Hélas, je me suis vite aperçu que les employeurs n’étaient guère impressionnés par ma réussite universitaire : ils cherchaient des candidats possédant diplôme ET expérience.
Le Canada se relevant péniblement de la crise économique et personne ne voulant m’embaucher, j’ai dû me tourner vers la pige.
J’ai d’abord rédigé des dissertations pour des étudiants qui n’avaient pas la discipline pour assister à leurs cours, mais qui ne voulaient pas non plus briser le cœur de leurs parents par un échec académique.
En connaissant le nom du professeur de mes clients, le sujet de la dissertation, la bibliographie et le syllabus du cours, en deux jours je pouvais pondre un document acceptable de 15 pages en lettres, en sciences sociales et en sciences humaines.
J’allais d’abord à la bibliothèque de l’université pour consulter la thèse de doctorat du professeur afin d’avoir une idée de sa personne, de ses croyances et de son style. Je prenais bien sûr en note les idées recyclables qui serviraient à flatter la vanité du maître.
Le cours de lecture rapide que j’avais suivi un été s’est avéré ainsi un excellent placement.
Je rédigeais ensuite sans arrêt pendant quinze heures en incluant toutes les connaissances générales pertinentes que je pouvais posséder.
Sans avoir jamais assisté à aucun de ces cours, je n’ai jamais obtenu une note inférieure à « B » et mes clients satisfaits ont commencé à faire circuler mon nom parmi leurs fainéants camarades.
Malheureusement, ce genre d’écrivaillerie n’est profitable qu’autour de la mi-session ou en fin de session.
Un soir que j’attendais un client au café de l’université, j’ai fait la connaissance d’une étudiante adulte qui suivait des cours de russe et travaillait au service de presse de l’ambassade de l’Union soviétique. Nous nous sommes liés d’amitié et, après l’avoir rencontrée quelques fois et qu’elle sût la nature de mes activités professionnelles, elle m’a demandé si je serais intéressé par un poste de rédacteur-réviseur auprès de son employeur.
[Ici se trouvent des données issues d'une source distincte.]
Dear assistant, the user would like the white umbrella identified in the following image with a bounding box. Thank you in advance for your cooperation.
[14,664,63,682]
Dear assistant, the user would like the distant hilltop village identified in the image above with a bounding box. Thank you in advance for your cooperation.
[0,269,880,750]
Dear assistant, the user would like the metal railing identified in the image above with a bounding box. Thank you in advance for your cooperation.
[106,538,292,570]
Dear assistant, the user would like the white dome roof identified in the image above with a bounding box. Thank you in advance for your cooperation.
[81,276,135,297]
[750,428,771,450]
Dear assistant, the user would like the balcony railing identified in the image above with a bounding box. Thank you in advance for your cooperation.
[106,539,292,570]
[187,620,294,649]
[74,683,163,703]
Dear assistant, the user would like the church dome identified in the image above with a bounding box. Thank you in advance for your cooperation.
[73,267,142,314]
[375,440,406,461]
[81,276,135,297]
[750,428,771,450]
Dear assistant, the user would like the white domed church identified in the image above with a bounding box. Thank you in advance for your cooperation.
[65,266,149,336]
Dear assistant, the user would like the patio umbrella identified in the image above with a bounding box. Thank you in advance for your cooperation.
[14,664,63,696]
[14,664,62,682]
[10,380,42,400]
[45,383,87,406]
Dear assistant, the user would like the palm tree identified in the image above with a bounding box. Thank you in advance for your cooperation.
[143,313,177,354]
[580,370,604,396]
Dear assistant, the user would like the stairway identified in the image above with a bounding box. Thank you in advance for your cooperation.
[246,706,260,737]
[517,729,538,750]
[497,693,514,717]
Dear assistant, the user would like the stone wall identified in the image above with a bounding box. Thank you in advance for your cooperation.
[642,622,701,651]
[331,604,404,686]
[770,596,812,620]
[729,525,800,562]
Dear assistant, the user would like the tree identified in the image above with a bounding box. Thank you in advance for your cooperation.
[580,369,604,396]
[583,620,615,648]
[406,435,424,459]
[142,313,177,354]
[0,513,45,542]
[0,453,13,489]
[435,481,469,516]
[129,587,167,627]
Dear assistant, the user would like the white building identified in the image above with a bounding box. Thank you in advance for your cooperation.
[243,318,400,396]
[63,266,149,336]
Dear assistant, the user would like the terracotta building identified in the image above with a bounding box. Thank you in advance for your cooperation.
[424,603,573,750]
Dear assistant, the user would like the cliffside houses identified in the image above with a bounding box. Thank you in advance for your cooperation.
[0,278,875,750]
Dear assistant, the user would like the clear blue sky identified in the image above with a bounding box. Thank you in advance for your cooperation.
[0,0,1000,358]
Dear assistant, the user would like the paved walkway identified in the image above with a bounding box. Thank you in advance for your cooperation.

Bien entendu, l’idée de travailler dans ce qui pourrait s’avérer un nid d’espions me préoccupait certainement. À cette époque, voyez-vous, la guerre froide faisait toujours rage.
Fiodor Dostoïevski et sympathisait avec la classe ouvrière dans la mesure où elle payait son loyer à temps.
L’entrevue que m’a donnée l’attaché de presse s’est bien passée et il m’a offert un emploi à temps partiel à titre de réviseur.
Le service de presse de l’ambassade de l’URSS occupait deux logements contigus au 15e étage d’un grand immeuble résidentiel. L’ameublement consistait principalement en tables et en chaises dépareillées croulant sous des piles de papiers et de publications. La table qui m’a été assignée faisait face à une grande fenêtre avec vue splendide sur la ville.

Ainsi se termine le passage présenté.